Regular readers of this column will know I am a strong advocate of fostering smart partnerships. Almost always they achieve a win-win situation for all involved and frequently make things happen that may not if the individual entities did not fully co-operate to achieve a big picture objective.
JetBlue as a minority partner, plan to join MCR Development and the New York and New Jersey Port Authority to transform the former iconic TWA Flight Center into a 505 room ‘boutique’ hotel. From JetBlue’s perspective, it appears to be a marriage made in heaven, providing rooms for air crew (the airlines own and others), transiting passengers requiring overnight accommodation and the proximity advantage of being adjacent to their Terminal 5 – the only hotel located actually within the JFK airport compound.
While few can doubt the success of JetBlue, MCR Development LLC is no stranger to the hospitality business as the 7th largest hotel owner-operator in the USA with an impressive US$2 billion portfolio of 87 premium-branded hotels totalling over 10,000 rooms, across 23 states, including the beautifully restored historic New York City landmark High Line property. Many of their hotels carry Marriott or Hilton various brands, so this again could play a substantial part in the marketing of this particular airport location.
Sadly the Finnish born American architect, Eero Saarinen, never witnessed the official opening of the TWA Flight Center in May 1962 having tragically died of a brain tumor at the tender age of 51, the year before.
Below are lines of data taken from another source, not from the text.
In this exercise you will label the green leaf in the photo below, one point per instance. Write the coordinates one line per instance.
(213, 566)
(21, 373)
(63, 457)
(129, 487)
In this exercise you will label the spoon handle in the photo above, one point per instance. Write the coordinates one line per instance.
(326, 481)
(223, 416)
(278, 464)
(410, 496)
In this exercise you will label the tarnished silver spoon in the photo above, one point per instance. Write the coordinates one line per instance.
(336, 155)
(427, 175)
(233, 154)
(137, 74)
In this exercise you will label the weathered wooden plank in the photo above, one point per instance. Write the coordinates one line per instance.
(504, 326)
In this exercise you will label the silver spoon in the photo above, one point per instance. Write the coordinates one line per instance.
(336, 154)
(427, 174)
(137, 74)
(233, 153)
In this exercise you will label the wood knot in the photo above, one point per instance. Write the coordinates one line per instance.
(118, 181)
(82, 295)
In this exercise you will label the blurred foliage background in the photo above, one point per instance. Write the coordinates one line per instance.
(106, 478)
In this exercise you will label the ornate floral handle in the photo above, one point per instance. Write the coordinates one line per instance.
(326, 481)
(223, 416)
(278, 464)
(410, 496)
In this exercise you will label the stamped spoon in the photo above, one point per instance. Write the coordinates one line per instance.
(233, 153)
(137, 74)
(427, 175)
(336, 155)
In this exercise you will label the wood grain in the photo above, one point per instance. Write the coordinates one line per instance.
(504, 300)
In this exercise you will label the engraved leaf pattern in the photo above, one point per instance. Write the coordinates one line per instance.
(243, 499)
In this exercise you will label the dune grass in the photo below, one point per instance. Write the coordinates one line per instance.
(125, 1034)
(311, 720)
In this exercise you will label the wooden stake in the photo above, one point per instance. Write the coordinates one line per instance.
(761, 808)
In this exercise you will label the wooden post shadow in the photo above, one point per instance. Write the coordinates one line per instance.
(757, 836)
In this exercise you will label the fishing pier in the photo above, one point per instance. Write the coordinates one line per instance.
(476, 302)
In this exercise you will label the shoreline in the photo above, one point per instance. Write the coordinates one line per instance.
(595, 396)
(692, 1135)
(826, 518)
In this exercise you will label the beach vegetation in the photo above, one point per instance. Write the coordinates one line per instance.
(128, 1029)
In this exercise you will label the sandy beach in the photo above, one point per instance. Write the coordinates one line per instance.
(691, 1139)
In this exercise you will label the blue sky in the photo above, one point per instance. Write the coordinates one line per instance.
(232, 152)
It was though, considered one of his greatest works, even evoking its own unique style called ‘neofuturistic’.
As I understand it, the former Trans World Airlines check-in will become the check-in for the new hotel during a quoted US$265 million transformation which will also include 40,000 square feet of meeting space. A 10,000 square feet observation deck and a museum dedicated to the TWA Jet Age. Scheduled completion is for 2018.
Changing the subject, I sometimes wonder about certain elements of our private sector. You would think at a time of great challenges, services and suppliers would be biting your hands off for business to ensure viability and to maintain employment. Our 2016 re-DISCOVER Lunch voucher will shortly be printed and to ensure total transparency for the sponsors we put the specification and requirement out to solicit quotes. Bearing in mind this one job will attract a five figure invoice amount we approached a number of the leading colour printers on Barbados. Our tried and tested one responded within two days, the second within four, the third we are still waiting and the other two didn’t even acknowledge our email.
And in our experience this is not an isolated occasion. We frequently battle with all kinds of other suppliers to meet promised delivery dates. Telecommunications are still one of our biggest headaches, incredibly slow internet speeds, frequent disruptions and loss of service with perhaps the ultimate time wasting award going to Cable and Wireless, Lime, Flow or whatever name they eventually decide on, for the unilateral migration of email from Caribsurf. I urge every manager in that organisation to become a customer for a day and personally witness the level of frustration.
If only some of those millions spent on re-branding would have instead been invested in improving customer service.